Expected value (EV) is the sum of the probability weighted outcomes.

To explain further, let's use a simple example and assume you have five pieces of paper in a velvet bag, all of them numbered 1-5. If you pull any one number, you will have a 20% chance of choosing any of them. (1/5=.2)

To better visualize this concept, let's run some quick math. We have a 20 percent chance of pulling a 1, 2, 3, 4, or 5.

• 1*.2 = .2
• 2*.2 = .4
• 3*.2 = .6
• 4*.2 = .8
• 5*.2 =  1

If we combine all the outcomes we get a total of 3.

Assume we play a game and we charged \$3.25 to play. If you pulled a 5 out of the bag we paid you \$5. If you pulled a 1 we paid you \$1, meaning you lost \$2.25 etc. So, would you take that bet?
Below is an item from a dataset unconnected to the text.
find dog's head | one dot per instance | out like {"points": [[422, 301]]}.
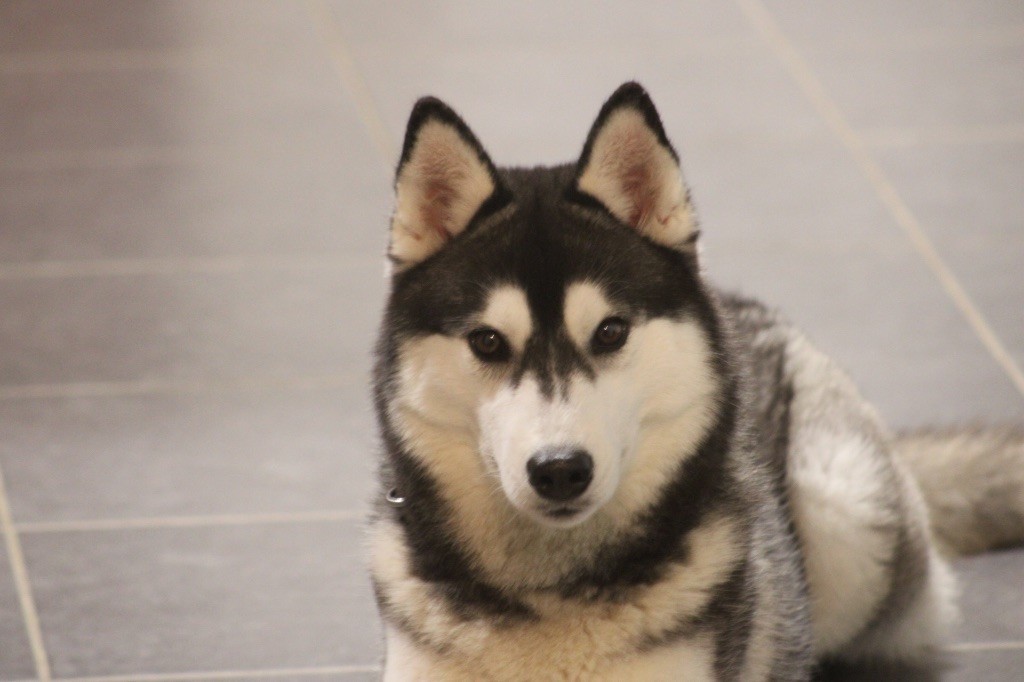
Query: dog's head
{"points": [[548, 338]]}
Since we did the math we knew the EV was 3, but we were charging \$3.25 for each pull, so in the long run we averaged +.25  profit a pull. ( .25 cents bought you 1/2 a ramen packet back then btw)

Now let's apply this to Options.

Let’s say we want to buy a 45k call that expires tomorrow. Let’s also say that BTC has a 20% chance of being worth 40k, 42k, 45k, 48k, 50k.

At expiration the 40k, 42k, and 45k will be worth \$0. But the 48k will be worth \$3k, and the 50k strike will be worth \$5k. If we do the math it will look like the following:

• 0*.2 = 0
• 0*.2 = 0
• 0*.2 = 0
• 3,000*.2= 600
• 5,000*.2 = 1000

Sum = 1,600

If the probability weighted the outcome of buying the 45k Call Option is \$1,600.

To wrap up, EV is a helpful statistical measure to predict how profitable a strategy may be and can help you determine if the price of an option justifies its risk profile.